Once again, the exit polls stand exposed. Few could predict the kind of victory the BJP has achieved in Gujarat, which it has been winning successively since 1995. Nor could they give a hint that the Congress would wrest Himachal Pradesh from the BJP. It is indeed doubtful whether the BJP itself expected to sweep the polls in Gujarat breaking its own record of 127 seats in 2002 and the Congress’s 149 in 1985. The so-called anti-incumbency factor did not even exist in Gujarat, though the BJP was seeking a seventh term. That the party recorded a huge victory in Morbi, which caught the headlines in the international media when a rebuilt suspension bridge collapsed killing 141 people in October last, was a pointer to the kind of support the BJP enjoys.

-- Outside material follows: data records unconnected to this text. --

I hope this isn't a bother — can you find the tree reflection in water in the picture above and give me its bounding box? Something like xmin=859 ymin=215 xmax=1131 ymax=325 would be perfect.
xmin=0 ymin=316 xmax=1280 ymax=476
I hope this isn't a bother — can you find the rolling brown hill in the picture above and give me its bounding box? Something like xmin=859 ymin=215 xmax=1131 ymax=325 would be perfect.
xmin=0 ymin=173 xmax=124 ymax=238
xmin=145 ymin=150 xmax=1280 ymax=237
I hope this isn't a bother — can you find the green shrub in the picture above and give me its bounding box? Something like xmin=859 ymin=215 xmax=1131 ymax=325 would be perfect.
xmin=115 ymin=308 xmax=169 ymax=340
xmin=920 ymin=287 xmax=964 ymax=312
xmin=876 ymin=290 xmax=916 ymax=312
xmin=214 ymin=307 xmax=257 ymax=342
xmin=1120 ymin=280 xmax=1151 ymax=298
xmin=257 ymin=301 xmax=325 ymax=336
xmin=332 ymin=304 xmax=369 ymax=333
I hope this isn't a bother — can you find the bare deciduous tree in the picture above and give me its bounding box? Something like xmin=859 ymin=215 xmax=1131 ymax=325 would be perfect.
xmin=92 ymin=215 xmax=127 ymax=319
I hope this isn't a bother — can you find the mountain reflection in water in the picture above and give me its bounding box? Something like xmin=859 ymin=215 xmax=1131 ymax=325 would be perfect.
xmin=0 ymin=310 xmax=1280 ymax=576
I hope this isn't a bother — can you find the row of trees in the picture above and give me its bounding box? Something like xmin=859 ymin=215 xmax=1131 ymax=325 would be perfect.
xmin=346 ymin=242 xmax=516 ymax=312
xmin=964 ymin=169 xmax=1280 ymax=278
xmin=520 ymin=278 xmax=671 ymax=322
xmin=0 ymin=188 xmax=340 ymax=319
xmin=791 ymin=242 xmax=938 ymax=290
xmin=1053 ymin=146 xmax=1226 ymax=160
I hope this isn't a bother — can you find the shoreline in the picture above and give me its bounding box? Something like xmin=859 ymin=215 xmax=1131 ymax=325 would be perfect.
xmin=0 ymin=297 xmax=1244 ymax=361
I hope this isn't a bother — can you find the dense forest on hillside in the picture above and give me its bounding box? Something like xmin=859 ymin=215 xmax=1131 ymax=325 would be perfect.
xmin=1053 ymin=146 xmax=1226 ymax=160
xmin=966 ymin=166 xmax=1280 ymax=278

The credit for retaining Gujarat should go entirely to Prime Minister Narendra Modi, who was his party’s star campaigner. Of course, what his number two, Home Minister Amit Shah, did behind the scenes, like removing the previous Chief Minister and denying tickets to many party MLAs, helped the BJP fight whatever little anti-incumbency existed. The voters seemed to be nursing the belief that it was in their own interest that Mr Modi should remain strong as the Prime Minister, for which Gujarat should remain firmly in his control. Small wonder that no other leader and no other issue mattered to them. Unlike the last time, when sections of the voters were cut up with the BJP over issues like GST, they were united this time.

No less important was the fact that the electoral field was virtually free for the party with the Congress unable to organise an effective campaign. Rahul Gandhi, who could make an impact five years ago, preferred to keep to the Bharat Jodo Yatra schedule rather than campaign in the state. As a result, the Congress has been reduced to a sorry state, while the Aam Aadmi Party could only play the role of the spoiler. Arvind Kejriwal’s promise of free electricity and free passage to Ayodhya did not entice the voters, who have seen solar panels on barren land and rooftops and are waiting for bullet trains and 5G telephone connections.

The BJP’s victory in Gujarat would have been greater if it had been matched by a win in Himachal Pradesh. True, the voters of the hill state never allow a political party to remain ensconced in power. They want to replace it every five years. However, this is a simplistic explanation for the failure of the BJP to manage the campaign from the top to the booth level. The presence of rebels in at least a dozen constituencies proved fatal for the party. That three of them won is a measure of the mismanagement in the distribution of tickets in the home state of party President JP Nadda. Anti-incumbency was obvious, except to the exit pollsters. Congress leader Priyanka Gandhi Vadra can take some credit for the party victory, as she was one of the most visible faces during the campaign.

The results in Himachal Pradesh and a day earlier in Delhi, where the Aam Aadmi Party won the Delhi Municipal Corporation, expose the so-called invincibility of Mr Modi. As an RSS leader, he had once been posted in Himachal Pradesh where his job was to elbow out the Congress from power. He did a marvellous job then. This time he campaigned all over Himachal Pradesh, even promising the electorate that he would use the G20 presidency to promote Himachali products, just to show how close the state was to his heart and get some votes. The results show that the BJP is not all that invulnerable. The by-election results, like the victory of the Samajwadi Party’s Dimple Yadav from Mainpuri in Uttar Pradesh and the Congress’s ability to retain their seats in Rajasthan and Chhattisgarh, show that there was no wave as such in favour of Mr Modi. In other words, these results should be considered too local in nature to see an all-India pattern in them. After all, one swallow doesn't make a summer.